Se dovessimo pensare a uno dei marchi più rappresentativi della moda newyorkese, Khaite sarebbe sicuramente tra i primi nomi da citare. Fondato nel 2016 dalla direttrice creativa Catherine Holstein, il brand è riuscito a conquistare i guardaroba delle celebrità e di tutte quelle donne che, pur abbracciando uno stile minimalista, non rinunciano a un tocco di sensualità. Il minimalismo, che ha fatto il suo ritorno prepotente nelle ultime stagioni, sembra ormai la nuova espressione del Quiet Luxury, un concetto che ha trovato nuova vita anche grazie al ritorno in passerella di Calvin Klein, con l’acclamato debutto di Veronica Leone dopo anni di assenza.
Khaite ha portato il minimalismo in passerella fin dal suo esordio, senza mai rinnegare le sue origini, ma adattandosi ed evolvendosi con il tempo. La collezione Fall Winter 2025, in particolare, sembra essere la più personale di sempre per Catherine Holstein. L’atmosfera della sfilata è oscura e onirica, come se la passerella a forma di cerchio luminoso, immersa nell’oscurità, ci trasportasse in un altro universo, intimo e visionario, quello della designer e delle sue ispirazioni più profonde. Durante un’anteprima a WWD, Holstein ha spiegato che la passerella avrebbe dovuto essere una strada di mattoni gialli, in omaggio al suo “eroe” scomparso, David Lynch. L’affermazione del regista «Non passa giorno in cui io non pensi a Il mago di Oz» avrebbe infatti ispirato l’estetica dark della collezione, che ci immerge in un universo fatto di equilibrio tra elementi opposti: maschile e femminile, forza e morbidezza, struttura e fluidità. Il risultato è una sensualità unica, ma anche una naturalezza distintiva che si riflette in ogni singolo look.

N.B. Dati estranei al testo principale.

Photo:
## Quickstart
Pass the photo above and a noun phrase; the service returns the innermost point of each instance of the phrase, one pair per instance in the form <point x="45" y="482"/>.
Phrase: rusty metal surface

Il punto di forza di Khaite e il motivo per cui il marchio ha ottenuto un tale successo è che ogni collezione si costruisce su articoli robusti ma raffinati, realizzati con materiali eccezionali e una sartoria impeccabile, che emergono in modo discreto ma sempre impattante. Nella collezione Fall Winter 2025 il minimalismo viene declinato nella sua forma più glamour, con abiti sensuali che si drappeggiano sul corpo, scoprendo la schiena. Accanto a questi, si fanno notare coprispalla strutturati abbinati a gonne a tubino lucide oppure pantaloni – sia a pieghe che a sigaretta. La donna Khaite, come una diva del rock, abbina capi in pelle a creazioni sartoriali, mescolando due stili apparentemente contrastanti ma perfettamente integrati. La parola d’ordine in questa collezione è “avvolgere”: i capi non stringono, ma si adagiano sul corpo, esaltando la silhouette, come se fossero drappeggi direttamente sulla pelle.
Un elemento ricorrente nelle ultime collezioni è il corsetto, che si ripropone anche in questa sfilata, ma con una trasformazione significativa: diventa una scultura morbida, fluida, che si adatta al corpo con eleganza. Holstein esplora anche il casual quotidiano, introducendo camicie in cashmere, mini skirt in pelle abbinate a stivali al ginocchio e cappotti a cappa, mentre il lato rock emerge attraverso biker in pelle, blazer sartoriali e pantaloni in pelle rossa, oltre a reinterpretazioni della giacca da motociclista. Non manca il tocco animalier, declinato in cappotti e pantaloni leopardati, protagonisti anche in questa collezione. Spiccano anche creazioni sartoriali in maglia, con abiti dai maxi volumi che si avvolgono intorno al corpo.